A broletto in medieval Italian communes was the place where the whole population met for democratic assemblies, and where the elected men lived and administered justice.

Broletto is an ancient Italian word, from Medieval Latin "broilum, brogilum", which probably derives from a Celtic word. Its first meaning is "little orchard or garden"; hence the meaning "field surrounded by a wall".
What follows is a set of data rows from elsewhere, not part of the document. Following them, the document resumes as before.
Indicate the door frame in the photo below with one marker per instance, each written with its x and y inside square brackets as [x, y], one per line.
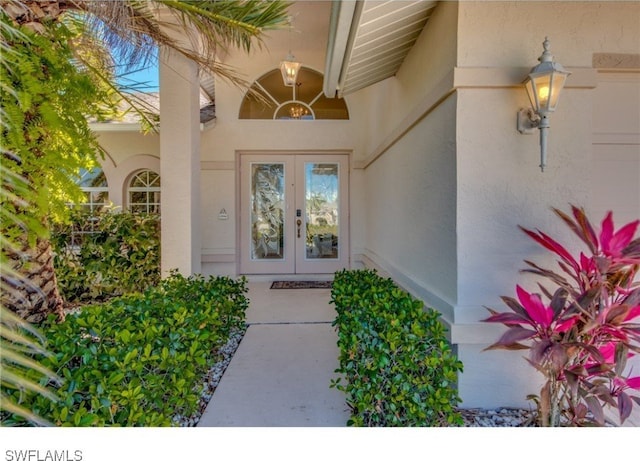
[345, 201]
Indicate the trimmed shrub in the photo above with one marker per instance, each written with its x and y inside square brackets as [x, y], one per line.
[104, 255]
[139, 360]
[398, 366]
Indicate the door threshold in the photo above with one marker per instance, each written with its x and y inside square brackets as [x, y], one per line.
[286, 277]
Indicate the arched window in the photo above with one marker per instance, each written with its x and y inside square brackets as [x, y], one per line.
[144, 192]
[268, 98]
[94, 185]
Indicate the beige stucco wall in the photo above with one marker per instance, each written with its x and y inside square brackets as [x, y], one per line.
[499, 184]
[409, 168]
[463, 251]
[440, 177]
[231, 135]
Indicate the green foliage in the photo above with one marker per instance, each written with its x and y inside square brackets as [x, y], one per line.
[120, 254]
[398, 365]
[138, 360]
[583, 327]
[46, 101]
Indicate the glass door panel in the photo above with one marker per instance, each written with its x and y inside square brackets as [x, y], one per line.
[322, 210]
[267, 211]
[293, 213]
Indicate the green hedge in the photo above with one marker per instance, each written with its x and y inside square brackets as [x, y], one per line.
[104, 255]
[398, 366]
[138, 360]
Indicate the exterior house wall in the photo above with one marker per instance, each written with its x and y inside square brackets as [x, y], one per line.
[222, 144]
[126, 154]
[409, 168]
[440, 178]
[499, 183]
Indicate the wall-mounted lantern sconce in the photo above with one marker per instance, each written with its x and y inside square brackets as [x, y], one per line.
[544, 84]
[289, 68]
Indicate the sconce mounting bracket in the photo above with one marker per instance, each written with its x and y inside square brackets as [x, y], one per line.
[528, 121]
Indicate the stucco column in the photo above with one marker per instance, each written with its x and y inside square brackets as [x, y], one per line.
[179, 164]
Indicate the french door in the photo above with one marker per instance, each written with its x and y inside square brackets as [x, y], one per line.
[294, 213]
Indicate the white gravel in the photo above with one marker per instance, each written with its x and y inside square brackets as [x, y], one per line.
[499, 417]
[212, 379]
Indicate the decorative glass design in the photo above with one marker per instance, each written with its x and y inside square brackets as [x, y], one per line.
[269, 98]
[321, 198]
[267, 211]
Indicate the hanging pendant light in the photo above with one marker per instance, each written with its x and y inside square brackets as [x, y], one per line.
[289, 66]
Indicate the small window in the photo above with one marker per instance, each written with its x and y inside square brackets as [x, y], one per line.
[269, 99]
[96, 190]
[144, 192]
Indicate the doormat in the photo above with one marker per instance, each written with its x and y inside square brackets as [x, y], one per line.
[287, 284]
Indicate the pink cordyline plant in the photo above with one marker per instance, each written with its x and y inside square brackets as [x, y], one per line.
[581, 337]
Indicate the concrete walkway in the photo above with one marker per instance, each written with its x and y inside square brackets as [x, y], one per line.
[281, 372]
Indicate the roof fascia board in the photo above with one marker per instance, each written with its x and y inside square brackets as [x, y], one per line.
[340, 35]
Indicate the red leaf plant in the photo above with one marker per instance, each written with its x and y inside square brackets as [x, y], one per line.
[580, 334]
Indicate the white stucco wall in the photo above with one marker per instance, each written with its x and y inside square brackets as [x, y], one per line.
[499, 184]
[410, 164]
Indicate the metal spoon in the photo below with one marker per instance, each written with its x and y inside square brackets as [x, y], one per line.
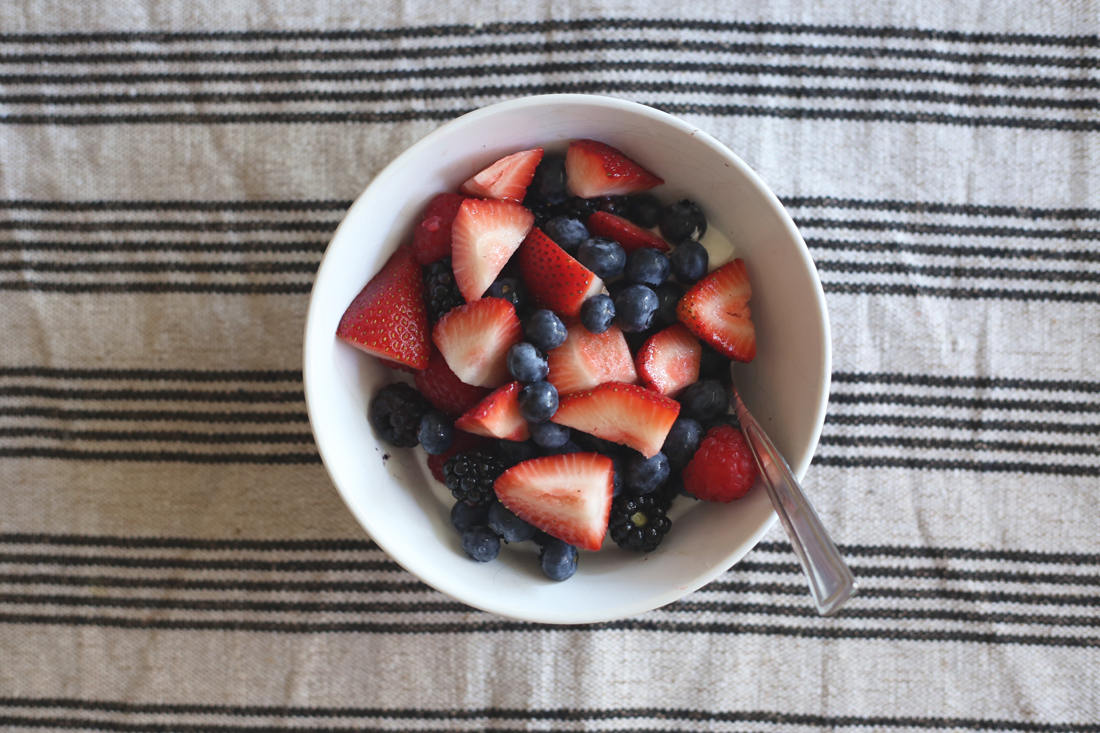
[831, 581]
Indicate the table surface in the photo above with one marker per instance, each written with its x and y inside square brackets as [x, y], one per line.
[172, 553]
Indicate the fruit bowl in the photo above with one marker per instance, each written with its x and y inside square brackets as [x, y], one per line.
[391, 491]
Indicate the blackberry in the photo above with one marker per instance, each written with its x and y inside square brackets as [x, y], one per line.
[470, 476]
[639, 523]
[440, 291]
[396, 412]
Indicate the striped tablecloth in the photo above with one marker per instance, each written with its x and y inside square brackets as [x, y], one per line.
[173, 556]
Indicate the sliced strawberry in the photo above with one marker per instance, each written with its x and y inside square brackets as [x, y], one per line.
[716, 309]
[568, 496]
[443, 389]
[497, 415]
[388, 318]
[586, 360]
[669, 360]
[474, 339]
[553, 279]
[431, 239]
[628, 234]
[626, 414]
[507, 178]
[593, 168]
[483, 238]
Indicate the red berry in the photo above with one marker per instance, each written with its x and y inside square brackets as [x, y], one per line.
[723, 468]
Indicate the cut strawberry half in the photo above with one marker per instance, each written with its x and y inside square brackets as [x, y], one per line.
[553, 279]
[388, 318]
[594, 168]
[431, 239]
[474, 339]
[626, 414]
[628, 234]
[586, 360]
[568, 496]
[484, 236]
[716, 309]
[507, 178]
[669, 360]
[497, 415]
[443, 389]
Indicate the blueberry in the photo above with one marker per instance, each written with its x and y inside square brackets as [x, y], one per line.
[558, 559]
[545, 329]
[526, 363]
[602, 255]
[509, 288]
[507, 525]
[682, 441]
[538, 402]
[704, 400]
[597, 313]
[436, 433]
[635, 308]
[644, 210]
[569, 233]
[690, 261]
[647, 266]
[682, 220]
[549, 435]
[481, 544]
[645, 474]
[668, 298]
[465, 515]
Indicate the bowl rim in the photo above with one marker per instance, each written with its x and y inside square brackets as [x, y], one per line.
[311, 364]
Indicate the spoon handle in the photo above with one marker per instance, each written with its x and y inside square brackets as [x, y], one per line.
[831, 581]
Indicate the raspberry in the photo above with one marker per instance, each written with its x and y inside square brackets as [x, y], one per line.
[444, 390]
[723, 468]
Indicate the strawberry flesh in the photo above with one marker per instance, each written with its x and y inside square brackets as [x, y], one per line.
[594, 168]
[497, 415]
[628, 234]
[507, 178]
[586, 360]
[474, 339]
[568, 496]
[669, 360]
[716, 309]
[553, 279]
[627, 414]
[388, 318]
[484, 236]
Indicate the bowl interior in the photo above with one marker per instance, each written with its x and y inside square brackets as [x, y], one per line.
[391, 491]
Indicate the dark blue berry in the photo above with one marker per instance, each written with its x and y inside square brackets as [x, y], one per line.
[569, 233]
[538, 402]
[644, 474]
[602, 255]
[597, 313]
[690, 261]
[507, 525]
[682, 441]
[436, 433]
[526, 363]
[549, 435]
[635, 308]
[558, 559]
[545, 329]
[465, 515]
[704, 400]
[509, 288]
[647, 266]
[682, 220]
[481, 544]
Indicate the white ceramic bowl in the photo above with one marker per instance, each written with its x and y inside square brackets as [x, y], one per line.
[391, 491]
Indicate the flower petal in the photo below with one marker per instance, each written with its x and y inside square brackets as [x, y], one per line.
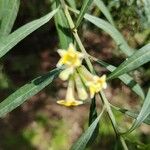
[69, 103]
[80, 88]
[64, 75]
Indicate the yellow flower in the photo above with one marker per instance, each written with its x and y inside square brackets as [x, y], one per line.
[80, 87]
[70, 99]
[96, 85]
[70, 57]
[93, 82]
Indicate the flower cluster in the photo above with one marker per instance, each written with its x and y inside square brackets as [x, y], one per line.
[79, 78]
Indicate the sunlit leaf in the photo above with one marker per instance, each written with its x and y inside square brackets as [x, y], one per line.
[62, 26]
[92, 117]
[139, 58]
[132, 114]
[86, 4]
[8, 16]
[125, 78]
[81, 143]
[72, 3]
[26, 91]
[100, 4]
[14, 38]
[144, 113]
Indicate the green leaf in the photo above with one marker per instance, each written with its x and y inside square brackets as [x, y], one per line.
[136, 60]
[92, 117]
[111, 30]
[62, 26]
[86, 4]
[144, 113]
[26, 91]
[14, 38]
[9, 14]
[100, 4]
[81, 143]
[132, 114]
[72, 3]
[125, 78]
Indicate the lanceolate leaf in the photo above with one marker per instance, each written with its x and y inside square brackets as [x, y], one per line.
[132, 114]
[72, 3]
[26, 91]
[11, 40]
[139, 58]
[144, 113]
[100, 4]
[125, 78]
[85, 137]
[62, 26]
[92, 117]
[9, 14]
[84, 8]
Ancient broletti are major buildings in Milan, Brescia, Pavia, Piacenza, Como, Monza, Reggio Emilia, Novara and others. Several places or buildings in northern Italy are called "broletto".

== List ==

- Broletto, Arona in Arona, province of Novara
- Palazzo della Ragione, Bergamo in Bergamo
- Broletto, Brescia
- Broletto, Como in Como
- In Cremona, two examples of broletti:
  - the Guelph Palazzo Cittanova
  - the Ghibelline Palazzo del Comune (Cremona)
- Broletto, Lodi in Lodi
- Palazzo del Podestà, Mantua
- In Milan:
  - Palazzo della Ragione, Milan or Broletto Nuovo, one of three broletti
  - Palazzo Carmagnola, formerly Broletto Nuovissimo, today hosting the Piccolo Teatro (Milan)
- Arengario (Monza)
- Broletto (Melegnano)
- Broletto, Novara in Novara
- Broletto, Orta or Palazzo della Comunità, in Orta San Giulio, province of Novara
- Broletto, Pavia in Pavia
- Broletto, Perugia in Perugia, current seat of the Umbria region
- Palazzo Comunale, Piacenza, or il Gotico
- Broletto, Reggio Emilia in Reggio Emilia
- Palazzo dell'Arengo (Rimini) in Rimini
- Palazzo Biumi and Palazzo Pretorio, Varese in Varese

== See also ==
- Arengario and Arengo
- Palazzo Comunale (disambiguation)
- Palazzo del Podesta (disambiguation)
- Palazzo Pretorio (disambiguation)
- Palazzo della Ragione (disambiguation)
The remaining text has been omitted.